Much ado about nothing...

...is how I see the tempest over Patrick Murray's views on abortion. This is the 8th district people. This issue is NOT a priority for most of the voters in the 8th one way or the other. Can we please focus on more important issues, like fiscal issues and defense issues? Maybe even the competence and experience of the candidates? There is a real chance to beat Jim Moran this year, let's not waste it. Patrick is the more broadly-experienced, articulate, personable candidate by a large margin. I like Matthew Berry, but have you seen him speak in public? Seen the debates thus far? I have concenrs about how he'd handle the stage with Jim Moran. No concerns with Murray.

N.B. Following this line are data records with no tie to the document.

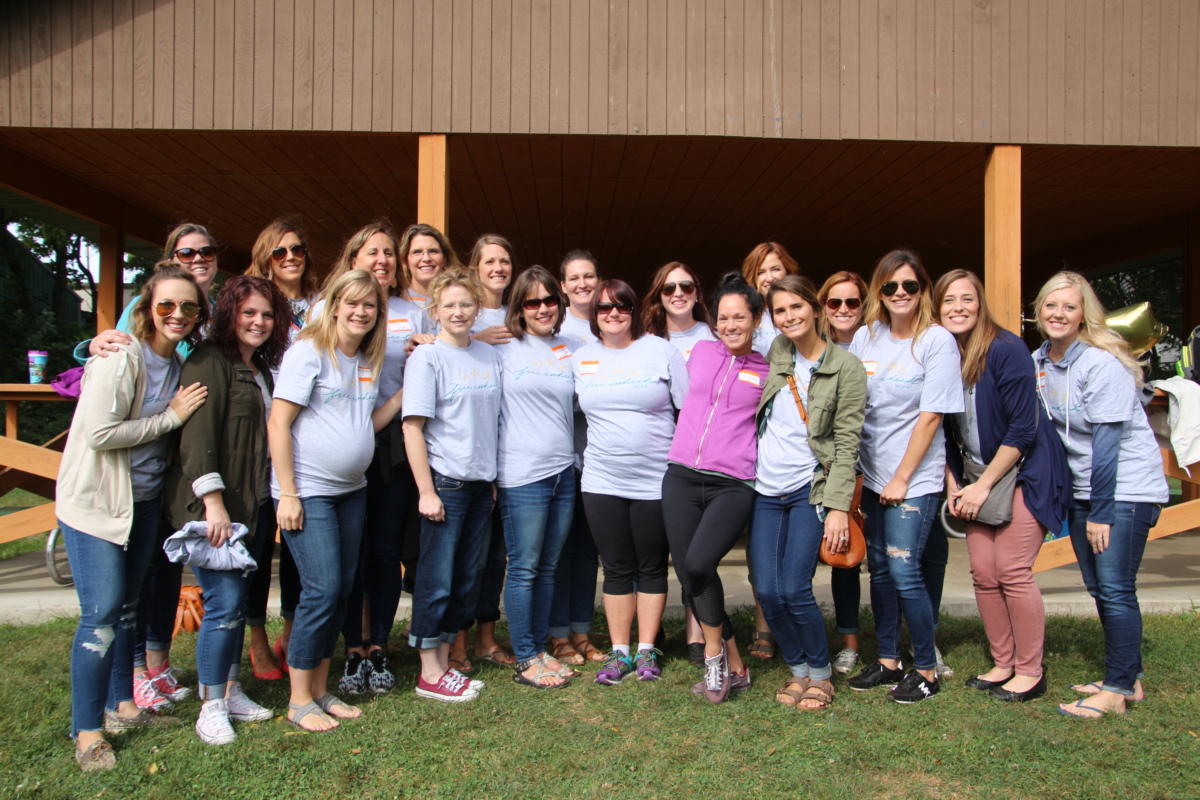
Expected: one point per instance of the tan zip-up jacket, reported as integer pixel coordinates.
(95, 491)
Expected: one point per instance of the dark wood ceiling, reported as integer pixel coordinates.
(635, 202)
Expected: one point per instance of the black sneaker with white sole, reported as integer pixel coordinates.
(875, 674)
(913, 689)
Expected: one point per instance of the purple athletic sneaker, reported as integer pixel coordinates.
(648, 665)
(617, 667)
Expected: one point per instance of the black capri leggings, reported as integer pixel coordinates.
(631, 541)
(706, 515)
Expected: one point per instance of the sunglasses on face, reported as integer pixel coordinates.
(687, 287)
(534, 304)
(205, 253)
(167, 307)
(281, 253)
(910, 287)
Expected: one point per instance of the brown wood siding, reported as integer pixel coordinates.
(1122, 72)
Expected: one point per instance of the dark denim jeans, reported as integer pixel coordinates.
(108, 581)
(453, 554)
(785, 540)
(575, 582)
(327, 555)
(895, 543)
(537, 519)
(378, 573)
(1111, 578)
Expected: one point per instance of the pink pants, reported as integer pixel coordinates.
(1009, 600)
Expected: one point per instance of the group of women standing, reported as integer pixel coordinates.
(459, 423)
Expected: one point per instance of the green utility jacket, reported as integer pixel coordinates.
(226, 435)
(837, 403)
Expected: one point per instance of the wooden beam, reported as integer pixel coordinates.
(112, 277)
(45, 184)
(1002, 235)
(432, 182)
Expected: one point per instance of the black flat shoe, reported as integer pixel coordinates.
(1031, 693)
(976, 681)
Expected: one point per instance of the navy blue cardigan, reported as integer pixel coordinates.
(1011, 414)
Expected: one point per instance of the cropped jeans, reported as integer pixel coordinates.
(537, 518)
(327, 557)
(785, 541)
(453, 555)
(108, 581)
(895, 543)
(1111, 578)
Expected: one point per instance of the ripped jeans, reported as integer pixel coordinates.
(895, 542)
(108, 581)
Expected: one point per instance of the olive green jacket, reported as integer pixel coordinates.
(226, 435)
(837, 401)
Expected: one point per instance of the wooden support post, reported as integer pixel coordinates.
(1002, 235)
(432, 182)
(112, 277)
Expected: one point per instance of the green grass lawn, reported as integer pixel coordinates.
(642, 740)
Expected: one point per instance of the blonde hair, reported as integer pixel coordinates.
(874, 308)
(975, 352)
(345, 262)
(354, 284)
(1092, 328)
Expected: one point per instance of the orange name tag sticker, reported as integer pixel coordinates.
(749, 377)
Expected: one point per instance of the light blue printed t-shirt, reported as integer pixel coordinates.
(687, 340)
(785, 461)
(1090, 386)
(148, 461)
(629, 396)
(457, 391)
(333, 439)
(537, 409)
(904, 378)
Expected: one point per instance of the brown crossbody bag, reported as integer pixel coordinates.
(853, 554)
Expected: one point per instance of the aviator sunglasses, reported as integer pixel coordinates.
(687, 287)
(534, 304)
(853, 304)
(891, 287)
(167, 307)
(281, 253)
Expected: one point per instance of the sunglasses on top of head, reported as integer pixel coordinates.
(281, 253)
(205, 253)
(534, 304)
(892, 287)
(687, 287)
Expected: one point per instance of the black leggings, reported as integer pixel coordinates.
(631, 541)
(705, 517)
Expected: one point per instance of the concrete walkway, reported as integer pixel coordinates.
(1169, 582)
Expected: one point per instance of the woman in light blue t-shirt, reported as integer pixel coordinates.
(1090, 385)
(912, 379)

The worst thing you can say about the Murray campaign is that they haven't updated and fact-checked their mailers. While bad, that's a common mistake.

5 comments:

Anonymous said...

If you act as a pro-life crusader in the 8th as Matthew Berry has done, you might as well say "I do not want to even be close in November."

Patrick Murray calls for overturning Roe v. Wade and letting the constitution remand the issue back to the states - a more strategic position for the 8th.

I am surprised the Murray campaign hasnt held Berry accountable for his crusading in favor of gay marriage. That would seem a good push back for Murray who supports traditional marriage.

Garrett said...

I was at the 8th district convention and two things stood out to me. The first was Berry's proclamation, "I am pro-life." I've heard him mention that he has crossover appeal. It's kind of tough to reconcile the two, especially with Democrat women.

The second thing that stood out was Mr. Murray's presence. His stage presence and ability to connect with audiences far exceeds that of Mr. Berry. That might be handy in November.

The Northern Virginia Conservative said...

Exactly... Patrick Murray has Gravitas. Matt Berry does not. And I agree that being rabidly pro-life in the 8th is a killer.

Lloyd the Idiot said...

Last week, I posted something on this on my site. Here's the abridged version.

A Gallup Poll released recently confirmed a trend observed for the first time last year that more Americans identify themselves as “pro-life” than “pro-choice.” Now, before the social conservatives crack open the champagne, let me offer a cautionary note.


Despite the recent polling numbers, virtually unchanged over the thirty five years the poll has been conducted is the solid majority that believes abortion should be legal under certain circumstances. So whichever of these vague labels one may be willing to take, the fact that one identifies himself as “pro-life” does not mean his attitude toward access to abortion has changed.

Pro-life and pro-choice are not mutually exclusive. One can believe that abortion is morally wrong, but realize that reasonable minds can differ – just as they do with regard to other religious beliefs.

Aside from being the sensible thing to do, it allows socially conservative Republicans to court votes on both sides of the aisle without looking like the anti-abortion jihadists they have in the past.

The Northern Virginia Conservative said...

Excellent points, Lloyd. There's a difference between "pro-life" as in taking the decision away from citizens, and being "pro-life" in the sense that you would never condone it personally, but you understand that it's not the business of the government to interfere in that decision process.